Deixemo-nos de descrições, tão pouco tempo de filme e tanto que já aconteceu, uma notável economia, a todos os níveis - narrativo (sem truques, sem surpresas, sem dispersões), na forma como a câmera enfrenta os homens e as mulheres e tudo o que lhe aparece, de frente, sem medos e sem maneirismos, olhos nos olhos, à antiga, a um mesmo tempo impassível e certa de ir até ao fundo das coisas. Uma secura que já pouquíssimos se lembram de ousar, parece um policial de Aldrich ou coisa análoga de um Siegel, right to the point. Uma mise en scène da evidência pura que sutilmente e nesse tempo justo que dura cada acontecimento sabe retirar o máximo de sentido e de sentimentos dos ambientes e dos seres. Depois, o percurso daquele homem, sempre em perda e descontrole. A partir da cena da farmácia, furacão acossado em busca do remédio para o mal, vai levar e arrastar tudo e todos consigo, numa espiral tortuosa e imprevisível pelos vislumbres dos infernos. Uma puta que é bela e que é tão viciada como ele - sim, impossível adjetivar o plano cristalino dela sentada nas escadas; ou o sorriso na cabana quando o tenente lhe revela os sonhos e memórias da infância, ou a oferta da colher… revelam uma ternura, uma compreensão e uma pacificação, que só não surpreende grandemente, nem são momentos assim tão à parte, pois todo o filme manifesta esse grandiloqüente interesse pelas sensibilidades próprias de cada um. Herzog jamais trata alguém com desdém - ou um colega de profissão, ou gente comum que teve a má sorte de passar por ele numa das suas crises, etc. Desconcertante, trágico e logo a resvalar para uma espécie de absurdo à beira do burlesco, Herzog faz-nos ver como os opostos se tocam, faz-nos notar o teatro e as máscaras da vida através de uma libertação e de uma alienação das pretensões mais mesquinhas, falsas e corriqueiras do humano. É fazer trinta por uma linha, transgredir e violar, mas também ter pena de uma mãe e mover mundos e fundos para repor uma certa justiça. O impressionante é que, ao contrário dos realizadores medíocres ou bem intencionados, nunca por nunca existe qualquer gesto de superioridade em relação à cena, nunca vemos qualquer rasgo de “gênio” ou “grandes momentos de cinema”, de assinatura estilística por parte do alemão.
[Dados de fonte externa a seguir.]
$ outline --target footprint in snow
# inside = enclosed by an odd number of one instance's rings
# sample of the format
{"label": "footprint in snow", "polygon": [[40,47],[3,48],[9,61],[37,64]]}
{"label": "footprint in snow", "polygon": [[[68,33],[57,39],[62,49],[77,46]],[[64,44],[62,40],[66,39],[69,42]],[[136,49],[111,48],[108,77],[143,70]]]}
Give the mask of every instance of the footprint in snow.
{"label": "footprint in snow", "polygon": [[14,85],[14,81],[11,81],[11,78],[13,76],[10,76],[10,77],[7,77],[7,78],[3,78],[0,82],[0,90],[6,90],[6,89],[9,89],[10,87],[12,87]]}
Sendo um filme envolto pelo narcótico e de algum modo pela distorção adjacente, nunca se deixa tomar pelos maneirismos ou pela retórica visual habitual desses tipos de empresas, permanece sempre um filme realista, clássico, claro, duro, até a essa armadilha o cineasta soube escapar totalmente. E as alucinações, os bichos, a delirante cena do tiroteio? Tratadas de modo tão ordinário e materialista como as certezas e os métodos com que age o protagonista.

Mesmo a luz, o tom cromático geral, é coisa urbana e camaleônica, quero dizer que aposto que não se foi para lá com ideias pré-concebidas ou psicologias da cor, e sim que cada lugar ditou a sua própria ambiência, cor, cheiro, pulsão, toda uma descoberta a ser feita.

Voltando à referida contundência e ao pulso firme com que o olhar é aplicado, quase diríamos estar mais do lado do funcionalismo: tudo parece ser funcional, os cortes e os raros planos de corte, a música que não pretende insuflar nem criar clímaxes, os planos de pormenor - mas de um funcionalismo que mais não quer do que redescobrir os gestos, os movimentos, esse incomensurável cosmos de sentimentos que um olhar ou um gesto ou um suspiro pode conter - do que qualquer marca de autor, e, no entanto, esse é o gênio e a grandeza de Herzog. Desaparecem os efeitos, fica a humanidade.